I'd appreciate any insight!

2. ## Re: Question about column space

Originally Posted by Chaobunny
Here's the question I'm trying to answer:

Suppose a 6 x 8 matrix A has four pivot columns. What is dim Nul A? Is Col A = R4? Why or why not?

I know that dim Nul A = 4 because there are 4 columns that are not pivot columns. But I'm unsure about the column space. I know that the four pivot columns consisting of Col A are linearly independent, but the column vectors of A exist in R6, not R4, because A is 6 x 8. Is having 4 linearly independent column vectors enough to say that they span R4, or is this statement untrue if the vectors are not in R4 to begin with?
I'd appreciate any insight!
Well, each column vector has 6 components so to say they span R4 is incorrect. Vectors in R4 have 4 components. What you have is a 4 dimensional span of 6 dimensional vectors in an 8 dimensional space. You can think of it as a 4 dimensional 'plane' in a 8 dimensional space if that helps.

All linear combinations of 4 linearly independant columns will span a 4 dimensional column space, so the dimension of column space of A must be 4.

I'm a lttle confused myself so maybe other posters can be more helpful

3. ## Re: Question about column space

no, col(A) is not R4. col(A) is a 4-dimensional subspace of R6, which is isomorphic to R4, but not equal to it.

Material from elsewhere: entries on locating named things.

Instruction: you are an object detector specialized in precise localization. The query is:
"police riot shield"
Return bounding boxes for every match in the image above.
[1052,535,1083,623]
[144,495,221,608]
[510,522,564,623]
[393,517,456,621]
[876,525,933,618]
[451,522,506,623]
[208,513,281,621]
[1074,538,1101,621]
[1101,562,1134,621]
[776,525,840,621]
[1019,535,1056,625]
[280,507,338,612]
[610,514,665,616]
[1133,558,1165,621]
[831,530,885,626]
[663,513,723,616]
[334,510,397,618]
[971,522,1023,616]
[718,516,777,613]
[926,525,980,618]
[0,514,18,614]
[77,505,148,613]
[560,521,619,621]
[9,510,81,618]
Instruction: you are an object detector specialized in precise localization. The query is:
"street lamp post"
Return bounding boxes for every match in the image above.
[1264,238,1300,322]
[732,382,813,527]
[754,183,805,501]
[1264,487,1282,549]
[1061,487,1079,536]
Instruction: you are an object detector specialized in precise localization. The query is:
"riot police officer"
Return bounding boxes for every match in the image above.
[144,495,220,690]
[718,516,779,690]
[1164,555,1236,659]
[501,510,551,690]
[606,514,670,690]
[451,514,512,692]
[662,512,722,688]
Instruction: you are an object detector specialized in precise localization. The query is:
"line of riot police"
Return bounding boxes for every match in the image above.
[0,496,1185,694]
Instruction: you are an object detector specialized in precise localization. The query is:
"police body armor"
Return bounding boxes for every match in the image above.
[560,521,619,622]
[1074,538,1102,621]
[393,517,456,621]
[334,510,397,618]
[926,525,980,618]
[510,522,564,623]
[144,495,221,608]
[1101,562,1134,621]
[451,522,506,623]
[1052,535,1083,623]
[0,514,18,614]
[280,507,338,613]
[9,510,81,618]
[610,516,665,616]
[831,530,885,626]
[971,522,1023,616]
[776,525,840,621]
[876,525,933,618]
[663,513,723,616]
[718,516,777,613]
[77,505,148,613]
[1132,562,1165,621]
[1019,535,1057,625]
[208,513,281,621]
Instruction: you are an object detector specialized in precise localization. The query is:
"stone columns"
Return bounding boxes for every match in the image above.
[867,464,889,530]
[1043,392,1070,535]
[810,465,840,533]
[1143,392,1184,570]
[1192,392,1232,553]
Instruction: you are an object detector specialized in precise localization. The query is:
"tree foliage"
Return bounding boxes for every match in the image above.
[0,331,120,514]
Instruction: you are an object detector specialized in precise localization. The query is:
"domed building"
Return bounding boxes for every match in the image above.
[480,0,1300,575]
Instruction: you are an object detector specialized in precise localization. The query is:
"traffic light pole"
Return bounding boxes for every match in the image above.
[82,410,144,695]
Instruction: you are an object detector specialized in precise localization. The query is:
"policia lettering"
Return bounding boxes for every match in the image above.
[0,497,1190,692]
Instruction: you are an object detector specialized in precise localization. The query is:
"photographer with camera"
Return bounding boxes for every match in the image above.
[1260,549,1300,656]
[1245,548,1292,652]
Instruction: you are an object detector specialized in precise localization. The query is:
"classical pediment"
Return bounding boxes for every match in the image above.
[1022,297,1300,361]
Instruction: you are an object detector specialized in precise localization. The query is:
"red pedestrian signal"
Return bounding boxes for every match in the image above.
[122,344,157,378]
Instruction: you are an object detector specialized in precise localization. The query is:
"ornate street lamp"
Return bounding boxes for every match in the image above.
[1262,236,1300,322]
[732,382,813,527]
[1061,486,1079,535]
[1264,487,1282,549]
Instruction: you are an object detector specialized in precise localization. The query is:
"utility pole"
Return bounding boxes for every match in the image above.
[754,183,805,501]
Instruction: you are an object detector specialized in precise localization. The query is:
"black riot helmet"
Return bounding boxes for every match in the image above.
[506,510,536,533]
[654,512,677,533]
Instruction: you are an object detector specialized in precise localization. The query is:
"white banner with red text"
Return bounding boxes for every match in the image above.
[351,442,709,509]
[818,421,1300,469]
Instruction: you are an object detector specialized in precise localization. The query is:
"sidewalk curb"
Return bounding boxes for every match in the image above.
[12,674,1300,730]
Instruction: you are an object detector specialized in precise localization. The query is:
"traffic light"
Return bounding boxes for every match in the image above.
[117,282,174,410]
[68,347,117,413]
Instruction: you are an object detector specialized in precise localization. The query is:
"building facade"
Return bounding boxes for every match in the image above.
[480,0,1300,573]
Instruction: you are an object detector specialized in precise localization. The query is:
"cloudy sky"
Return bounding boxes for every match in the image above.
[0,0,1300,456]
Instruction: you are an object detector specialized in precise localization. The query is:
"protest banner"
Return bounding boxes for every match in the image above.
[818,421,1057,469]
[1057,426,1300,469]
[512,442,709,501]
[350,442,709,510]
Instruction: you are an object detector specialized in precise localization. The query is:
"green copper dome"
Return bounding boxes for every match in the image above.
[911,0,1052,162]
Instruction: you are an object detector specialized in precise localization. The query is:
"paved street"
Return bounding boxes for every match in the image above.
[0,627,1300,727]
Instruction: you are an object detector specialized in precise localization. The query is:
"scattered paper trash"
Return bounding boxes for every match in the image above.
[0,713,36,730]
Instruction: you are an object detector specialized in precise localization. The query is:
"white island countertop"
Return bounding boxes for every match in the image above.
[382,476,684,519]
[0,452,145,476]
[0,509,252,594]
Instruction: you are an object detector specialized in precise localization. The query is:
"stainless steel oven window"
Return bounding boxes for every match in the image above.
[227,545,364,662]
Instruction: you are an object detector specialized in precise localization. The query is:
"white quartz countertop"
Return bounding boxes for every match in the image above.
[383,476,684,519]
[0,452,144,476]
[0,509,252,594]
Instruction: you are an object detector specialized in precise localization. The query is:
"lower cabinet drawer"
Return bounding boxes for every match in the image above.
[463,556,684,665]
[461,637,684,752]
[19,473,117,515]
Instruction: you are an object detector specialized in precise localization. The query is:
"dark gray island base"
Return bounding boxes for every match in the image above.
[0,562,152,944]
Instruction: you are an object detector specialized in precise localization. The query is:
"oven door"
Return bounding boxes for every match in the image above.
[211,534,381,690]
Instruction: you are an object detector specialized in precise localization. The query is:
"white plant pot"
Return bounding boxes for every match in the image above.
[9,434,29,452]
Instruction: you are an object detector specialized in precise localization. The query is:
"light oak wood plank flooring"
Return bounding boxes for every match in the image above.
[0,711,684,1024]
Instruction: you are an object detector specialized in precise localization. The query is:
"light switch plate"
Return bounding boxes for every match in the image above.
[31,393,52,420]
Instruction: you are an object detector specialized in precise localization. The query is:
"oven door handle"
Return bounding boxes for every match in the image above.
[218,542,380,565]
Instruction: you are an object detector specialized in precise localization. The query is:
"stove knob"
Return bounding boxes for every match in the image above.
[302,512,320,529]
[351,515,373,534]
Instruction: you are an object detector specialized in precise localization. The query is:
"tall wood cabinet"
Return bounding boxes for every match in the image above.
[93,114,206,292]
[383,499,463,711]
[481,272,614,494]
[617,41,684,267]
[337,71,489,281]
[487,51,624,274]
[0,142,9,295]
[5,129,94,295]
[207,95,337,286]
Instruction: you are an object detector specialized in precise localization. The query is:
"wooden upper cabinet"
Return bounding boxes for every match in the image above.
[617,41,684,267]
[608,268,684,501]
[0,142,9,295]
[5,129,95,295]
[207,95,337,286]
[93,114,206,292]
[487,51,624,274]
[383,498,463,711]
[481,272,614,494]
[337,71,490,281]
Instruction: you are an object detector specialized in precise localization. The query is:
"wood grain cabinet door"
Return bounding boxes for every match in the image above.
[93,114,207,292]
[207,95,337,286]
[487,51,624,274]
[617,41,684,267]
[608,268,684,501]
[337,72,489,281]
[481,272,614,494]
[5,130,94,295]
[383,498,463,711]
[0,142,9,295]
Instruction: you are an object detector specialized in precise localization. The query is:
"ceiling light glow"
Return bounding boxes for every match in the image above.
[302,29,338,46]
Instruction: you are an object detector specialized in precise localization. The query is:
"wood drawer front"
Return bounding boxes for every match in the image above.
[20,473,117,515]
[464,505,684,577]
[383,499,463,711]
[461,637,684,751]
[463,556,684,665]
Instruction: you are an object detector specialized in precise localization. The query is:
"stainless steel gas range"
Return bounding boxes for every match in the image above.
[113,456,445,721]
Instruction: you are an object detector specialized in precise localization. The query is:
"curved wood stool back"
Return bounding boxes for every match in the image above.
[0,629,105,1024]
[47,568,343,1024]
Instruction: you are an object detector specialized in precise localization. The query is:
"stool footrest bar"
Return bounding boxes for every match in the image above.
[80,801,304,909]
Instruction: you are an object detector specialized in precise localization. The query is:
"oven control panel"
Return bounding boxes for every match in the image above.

col(A) is a space spanned by 4 columns of A. the pivot columns are a canonical choice, but any 4 linearly independent columns will do (bases are not unique).

but there is NO subset of R4 which contains ANY elements of col(A), no matter how linearly independent they are.

4. ## Re: Question about column space

As others have pointed out, strictly speaking, the column space is a four dimensional subspace of ] $R^6$, not $R^4$. The matrix has rank 4 and maps $R^8$ to a four dimensional subspace of $R^6$. By the "rank-nullity" the rank and nullity must add to the dimension of the domain space, 8, so the nullity is also 4.

5. ## Re: Question about column space

Thanks everyone this makes a lot more sense now!